I fully admit that one of the reasons I really love reading MC Beaton’s books is that I can read two of them in less than 3 hours, which makes me feel like I’m getting Lots Of Reading Done. :)
I’d been reading Agatha Raisin books, but I got a couple of Hamish Macbeth books for Christmas. Agatha one likes despite herself, but Hamish is really incredibly charming and more fun to read. So I blew through the first two books, DEATH OF A GOSSIP and DEATH OF A CAD, on Friday, and the only reason I didn’t go on to read the third was I didn’t own it. Which is just as well, since I finished the 2nd at bedtime. :)

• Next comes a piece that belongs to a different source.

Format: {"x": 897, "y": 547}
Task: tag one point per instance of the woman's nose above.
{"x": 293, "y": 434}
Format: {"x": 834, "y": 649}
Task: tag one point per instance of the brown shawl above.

The best bit is Hamish’s voice. He’s a Highlands Scot, and–if you have ever read EMILY CLIMBS, the second of the Emily of New Moon books, you may remember the story of the old woman who spanked the king, which is written in splendid dialect. Hamish speaks in that same manner, as do some of the other characters, and I just absolutely love *reading* it. It’s *so* evocative, and it’s done with almost no spelled-out, painful dialect–he says “chust” for “just” when he’s agitated, and one or two other things, but it’s nearly entirely done in the phrasing. “I’m thinking they would not know that, because they are not having the ESP.”
Anyway, lucky for me there are about fifty of Beaton’s Macbeth and Raisin books, nevermind the other stuff she’s written, so if I trade back and forth between the one protagonist and the other it should keep me entertained for quite a while.
(There are things that bug me about both series, particularly in some of the entrenched sexist/ism attitudes of them, but overall, they’re fun breezy reads, and I’m enjoying them a great deal.)